There's another dangerous thing about chicken. One or both drivers might intend to veer off, but they know they don't have to until the last second. They might accelerate, to step up the pressure, as the cars approach each other; miscalculations""of time, distance, and intentions""could ensue; a collision could happen by accident.



Accidents can be triggered through a variety of ways. With saber-rattling expected to reach fever pitch in the coming days and weeks, nerves will be frayed close to the war zone. A tensed commander from a US or Iranian vessel might fire a torpedo or missile at an adversarial vessel floating too close for comfort. Something could be accidentally fired across from the Iraqi border.

Or Al Qaeda might help along by dispatching its camel brigade, decked in Iranian uniform to add some color to the morbid drama. Call that Osama bin Laden's idea of a costume party, replete with bangs, pow-wows and fireworks. It will be a strictly all-male stag affair, with neither Shi'ites nor infidels nor anyone not circumcised with a box-cutter on an airplane allowed in. Outsiders would be restricted to the belly dancers platform, where they can swish daggers in sync with lethal gyrations. This is already happening in Iraq and Afghanistan.

And this may be an excellent variant to the game of chicken by borrowing elements from bull-fighting. Here, the turbaned matador can kill two bulls at one go by waving a red flag at horns charging from opposite ends, exiting in time for the fatal lock.

There can be escalated attacks against US forces in Afghanistan, where some unfortunate soldier could be unwittingly invited into a Talibanized version of buzkashi - the Afghan traditional game where "goat dragging" beats out polo.
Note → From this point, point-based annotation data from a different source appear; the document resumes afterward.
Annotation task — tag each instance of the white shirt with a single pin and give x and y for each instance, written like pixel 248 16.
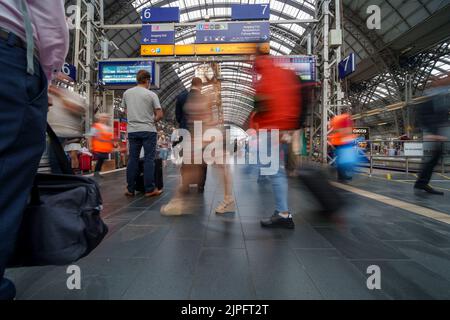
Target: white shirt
pixel 50 31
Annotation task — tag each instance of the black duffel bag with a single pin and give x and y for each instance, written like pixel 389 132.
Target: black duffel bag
pixel 62 223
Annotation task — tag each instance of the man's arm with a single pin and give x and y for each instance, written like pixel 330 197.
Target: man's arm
pixel 158 114
pixel 179 108
pixel 49 19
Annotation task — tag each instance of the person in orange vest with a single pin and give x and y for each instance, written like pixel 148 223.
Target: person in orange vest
pixel 101 141
pixel 342 138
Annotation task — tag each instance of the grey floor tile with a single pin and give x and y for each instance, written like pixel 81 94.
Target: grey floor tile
pixel 224 233
pixel 277 273
pixel 223 273
pixel 355 243
pixel 304 236
pixel 408 280
pixel 169 273
pixel 132 242
pixel 434 259
pixel 253 230
pixel 336 277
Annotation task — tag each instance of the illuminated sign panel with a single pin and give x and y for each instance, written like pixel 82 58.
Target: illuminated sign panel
pixel 157 50
pixel 228 48
pixel 250 11
pixel 232 32
pixel 185 50
pixel 123 73
pixel 156 14
pixel 204 49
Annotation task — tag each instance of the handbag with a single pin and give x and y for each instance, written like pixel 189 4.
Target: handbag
pixel 61 223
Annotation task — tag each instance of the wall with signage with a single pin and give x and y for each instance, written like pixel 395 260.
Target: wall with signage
pixel 216 38
pixel 123 73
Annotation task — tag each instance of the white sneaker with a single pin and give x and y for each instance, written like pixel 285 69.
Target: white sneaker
pixel 226 206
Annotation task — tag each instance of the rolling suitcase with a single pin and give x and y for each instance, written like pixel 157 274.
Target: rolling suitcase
pixel 193 174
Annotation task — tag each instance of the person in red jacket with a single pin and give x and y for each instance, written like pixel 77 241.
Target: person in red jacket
pixel 277 107
pixel 101 141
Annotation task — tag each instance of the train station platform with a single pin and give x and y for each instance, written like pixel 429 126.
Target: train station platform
pixel 201 255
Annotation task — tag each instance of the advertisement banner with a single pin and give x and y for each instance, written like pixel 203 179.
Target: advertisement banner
pixel 259 11
pixel 157 50
pixel 152 15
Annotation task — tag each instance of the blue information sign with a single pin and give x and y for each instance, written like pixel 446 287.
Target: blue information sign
pixel 115 73
pixel 69 70
pixel 347 66
pixel 151 15
pixel 157 34
pixel 250 11
pixel 232 32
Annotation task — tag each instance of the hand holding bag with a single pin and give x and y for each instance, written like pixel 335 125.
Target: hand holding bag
pixel 62 222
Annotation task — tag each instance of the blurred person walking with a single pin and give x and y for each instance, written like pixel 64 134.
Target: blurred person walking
pixel 65 116
pixel 34 42
pixel 342 138
pixel 143 110
pixel 101 141
pixel 433 115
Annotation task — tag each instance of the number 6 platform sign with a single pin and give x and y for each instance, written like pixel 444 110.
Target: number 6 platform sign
pixel 70 71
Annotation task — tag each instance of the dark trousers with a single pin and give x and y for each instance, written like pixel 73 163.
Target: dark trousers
pixel 101 157
pixel 23 113
pixel 137 141
pixel 427 168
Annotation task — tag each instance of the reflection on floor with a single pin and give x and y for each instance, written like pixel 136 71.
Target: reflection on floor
pixel 204 256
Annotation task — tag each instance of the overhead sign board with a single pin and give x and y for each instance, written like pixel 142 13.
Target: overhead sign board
pixel 69 70
pixel 347 66
pixel 123 73
pixel 152 15
pixel 204 49
pixel 362 133
pixel 254 32
pixel 157 50
pixel 250 11
pixel 185 50
pixel 413 149
pixel 229 48
pixel 304 66
pixel 158 34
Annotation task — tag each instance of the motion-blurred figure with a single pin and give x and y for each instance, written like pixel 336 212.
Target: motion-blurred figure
pixel 342 138
pixel 66 116
pixel 278 107
pixel 433 115
pixel 101 141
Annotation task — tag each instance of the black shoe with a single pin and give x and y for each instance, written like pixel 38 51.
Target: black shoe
pixel 428 189
pixel 277 221
pixel 184 189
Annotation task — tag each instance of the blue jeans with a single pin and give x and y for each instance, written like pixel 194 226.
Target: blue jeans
pixel 137 140
pixel 278 179
pixel 23 118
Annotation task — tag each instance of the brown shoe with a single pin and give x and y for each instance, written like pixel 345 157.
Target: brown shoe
pixel 154 193
pixel 129 194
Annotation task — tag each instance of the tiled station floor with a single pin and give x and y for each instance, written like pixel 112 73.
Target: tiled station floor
pixel 204 256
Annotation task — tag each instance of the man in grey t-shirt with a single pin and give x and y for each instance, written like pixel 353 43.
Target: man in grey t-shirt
pixel 143 110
Genghiz Khan and those Somalian warlords would be put to shame. If such horrors are televised, it can be blamed on Iran, the same way 9/11 was magically pinned on Saddam Hussein. Or some lunatic, dreaming of Saddam's good ole days, may carry out a spectacular terrorist attack on a major US base in Iraq. It can also be blamed on Iran. Haven't you heard of elite Revolutionary Guards performing pirouettes in camouflaged tutus and bal masques in Najaf and Basra? It doesn't take much for ballet to go ballistic; both derive from the word ballo, the former from Italian (ball) and the latter from Greek (throw).

Told you didn't I that games and wars didn't differ in essence. And dances too, and I checked that connection at Oxford's Concise Ninth Edition on a hunch. There was an old classic case where a fight over a chicken led to a vendetta, and a duel over the honor and reputation of a lady at a promenade. And then it went back to vendetta and chickens. Don't believe me? Read Alexander Dumas' The Corsican Brothers!

One could fight for the less noble oil and nukes as well; ugly items more inviting for the golden pheasants of the Gulf Arab states. Many of them are itching for this geopolitical co*k-fight as the Persian rooster still struts like a proverbial peacock.

What they couldn't achieve through Saddam's genocidal war against the Iranians - with chemical weapons no less - could be wrought through the Americans, even after their societies supplied most of the 9/11 hijackers. They prefer an Iran destroyed more than Israel, as the latter unites the Arab world like nothing ever did or does.